Ellos eran, junto a Oscar Pistorius, el sudafricano que corriendo sobre prótesis de carbono llegó a las semifinales de los 400 metros en los juegos olímpicos de Londres, la más clara evidencia de la integración entre hombre y máquina, de esa apuesta por expandir las capacidades; de —en palabras de Santiago Koval, pensador argentino— ‘maquinizar lo humano’, perder las fronteras entre ambos sistemas.
Un eterno debate
“Cuando uno agrega microchips en puntos claves del sistema nervioso, luego, en diez años, a lo sumo, el cableado se funde”. El aparte es de Isaac Asimov, el escritor soviético que, poco antes del siglo XXI, había imaginado el complejo futuro de las máquinas. En ese cuento, titulado La sonrisa del cyborg, advertía la suficiencia de quienes se implantaban circuitos bajo la piel. También en La última pregunta, otro de sus relatos, insinuaba el imperio de las computadoras, unos artefactos inmensos e imprescindibles en la humanidad.Pero como muestra de que no era sólo asunto del cine y la literatura, Raymond Kurzweil, catalogado como inventor del año por el Massachusetts Institute of Technology (MIT) en 1998, escribió poco después: “Hacia 2030 un computador personal estará en condiciones de simular el poder cerebral de un pueblo pequeño, en 2048 el de toda la población de Estados Unidos y en 2060 el de un billón de cerebros humanos”. Esos eran los mismos días en que los científicos Raymond Kurzweil y Hans Moravec —como explicaría Koval— proclamaban que la tecnología computacional nos sobrepasará intelectual y espiritualmente. Serán más creativas y emotivas; usurparán nuestro lugar privilegiado en la evolución.

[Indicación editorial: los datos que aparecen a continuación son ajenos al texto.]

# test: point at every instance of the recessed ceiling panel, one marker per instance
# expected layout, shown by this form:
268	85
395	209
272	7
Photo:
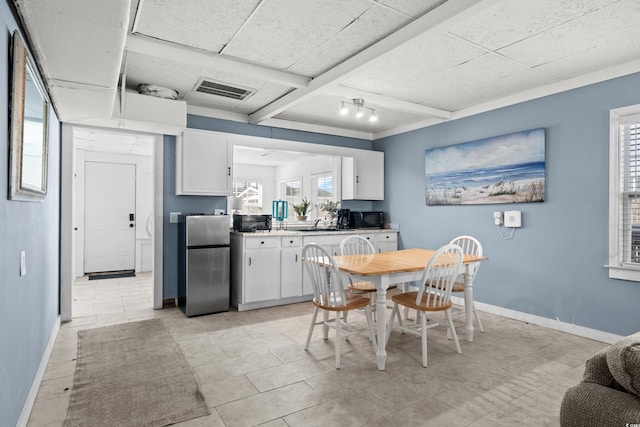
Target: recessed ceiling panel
324	110
203	24
282	32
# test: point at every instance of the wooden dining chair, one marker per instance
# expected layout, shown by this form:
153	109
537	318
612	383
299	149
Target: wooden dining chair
358	245
329	295
433	295
471	246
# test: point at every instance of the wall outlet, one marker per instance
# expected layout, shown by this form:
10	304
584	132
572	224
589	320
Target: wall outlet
497	217
23	263
512	219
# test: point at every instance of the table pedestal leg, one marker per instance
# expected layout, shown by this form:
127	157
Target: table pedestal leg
468	304
381	317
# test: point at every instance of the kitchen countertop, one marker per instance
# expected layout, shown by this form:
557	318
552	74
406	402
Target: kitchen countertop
311	232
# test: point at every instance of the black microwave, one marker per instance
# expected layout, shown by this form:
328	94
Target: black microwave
251	222
366	219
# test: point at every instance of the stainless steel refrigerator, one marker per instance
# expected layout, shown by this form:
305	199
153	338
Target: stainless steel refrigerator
203	264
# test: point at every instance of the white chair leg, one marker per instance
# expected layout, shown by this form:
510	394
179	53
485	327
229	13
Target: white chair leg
372	336
394	313
452	329
423	320
325	327
313	324
338	339
475	313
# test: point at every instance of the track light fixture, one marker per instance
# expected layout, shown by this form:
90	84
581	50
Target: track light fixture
360	109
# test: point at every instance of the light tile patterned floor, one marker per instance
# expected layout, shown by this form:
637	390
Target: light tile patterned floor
253	370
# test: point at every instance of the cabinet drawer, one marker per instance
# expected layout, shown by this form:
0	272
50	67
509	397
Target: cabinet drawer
262	242
387	237
291	242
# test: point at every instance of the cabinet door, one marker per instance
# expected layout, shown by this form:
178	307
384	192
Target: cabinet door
363	176
386	242
203	164
262	278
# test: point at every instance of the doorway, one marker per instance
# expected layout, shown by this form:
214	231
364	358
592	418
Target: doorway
93	162
109	217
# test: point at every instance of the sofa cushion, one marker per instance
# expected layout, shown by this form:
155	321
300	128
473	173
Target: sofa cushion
597	371
623	360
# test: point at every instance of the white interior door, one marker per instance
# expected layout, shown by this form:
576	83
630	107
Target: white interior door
110	202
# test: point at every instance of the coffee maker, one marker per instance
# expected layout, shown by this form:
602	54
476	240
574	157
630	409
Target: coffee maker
343	221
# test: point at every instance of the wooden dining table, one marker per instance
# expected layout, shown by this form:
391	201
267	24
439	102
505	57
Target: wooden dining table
405	265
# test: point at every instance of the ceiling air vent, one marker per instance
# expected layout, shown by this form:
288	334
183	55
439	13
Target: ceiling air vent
219	89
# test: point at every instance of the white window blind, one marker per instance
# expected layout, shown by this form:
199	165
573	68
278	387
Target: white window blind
629	168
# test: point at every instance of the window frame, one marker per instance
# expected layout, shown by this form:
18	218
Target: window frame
618	268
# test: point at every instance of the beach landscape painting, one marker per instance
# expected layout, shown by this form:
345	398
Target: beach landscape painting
502	169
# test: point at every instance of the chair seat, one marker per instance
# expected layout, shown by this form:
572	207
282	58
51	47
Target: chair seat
408	299
458	287
333	302
365	286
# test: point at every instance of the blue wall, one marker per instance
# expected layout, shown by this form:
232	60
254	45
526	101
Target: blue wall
554	265
28	304
186	204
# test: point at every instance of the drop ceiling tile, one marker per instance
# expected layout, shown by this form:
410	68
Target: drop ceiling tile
101	47
370	27
408	67
282	32
413	8
112	13
160	71
203	24
584	38
511	21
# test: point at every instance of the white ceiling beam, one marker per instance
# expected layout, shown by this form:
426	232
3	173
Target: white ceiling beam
201	58
438	19
391	103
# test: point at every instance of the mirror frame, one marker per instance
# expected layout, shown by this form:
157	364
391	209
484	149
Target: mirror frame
21	65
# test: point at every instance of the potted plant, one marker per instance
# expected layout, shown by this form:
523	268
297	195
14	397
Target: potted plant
330	207
301	208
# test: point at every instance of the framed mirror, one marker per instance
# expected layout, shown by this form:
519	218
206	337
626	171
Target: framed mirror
28	133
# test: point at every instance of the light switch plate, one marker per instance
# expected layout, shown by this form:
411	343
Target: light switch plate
23	263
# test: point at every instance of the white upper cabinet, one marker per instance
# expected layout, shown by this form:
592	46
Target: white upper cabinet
203	163
363	176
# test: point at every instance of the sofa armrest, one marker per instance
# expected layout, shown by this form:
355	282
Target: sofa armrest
590	404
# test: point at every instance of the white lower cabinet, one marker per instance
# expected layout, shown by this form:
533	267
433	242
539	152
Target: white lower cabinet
267	270
291	267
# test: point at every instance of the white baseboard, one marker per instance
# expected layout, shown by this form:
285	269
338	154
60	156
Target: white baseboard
569	328
35	386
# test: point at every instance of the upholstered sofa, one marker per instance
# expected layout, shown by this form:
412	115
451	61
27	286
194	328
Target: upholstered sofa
609	393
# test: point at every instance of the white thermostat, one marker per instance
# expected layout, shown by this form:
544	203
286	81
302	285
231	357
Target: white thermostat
512	219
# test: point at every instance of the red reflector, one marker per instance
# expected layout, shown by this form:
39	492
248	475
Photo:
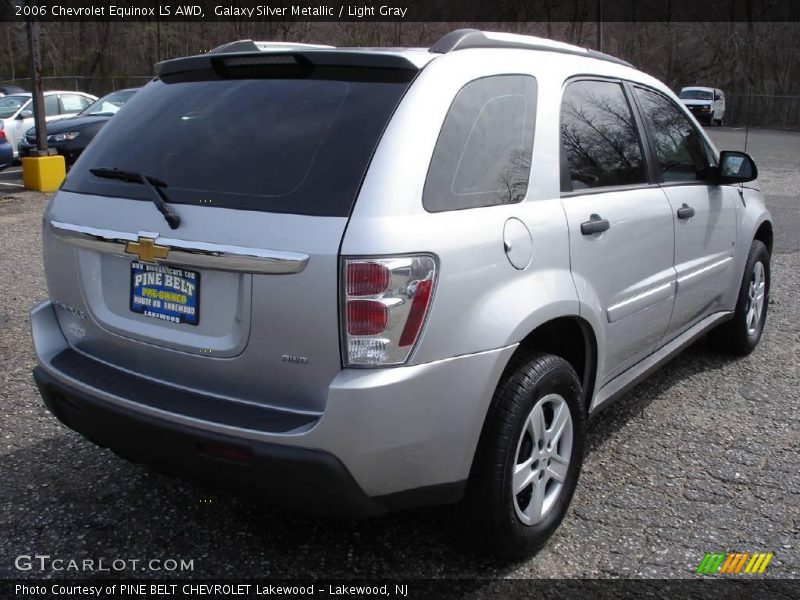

Así, agarrándose del progreso desenfrenado de la ciencia y de la feroz competencia comercial por producir más y más herramientas, son varios los teóricos que alimentan el debate. Una eterna discusión sobre la actual noción del cuerpo; sobre los avances que a veces hacen suponer que el mundo, quizás, es simple una computadora, una infinita colección de máquinas.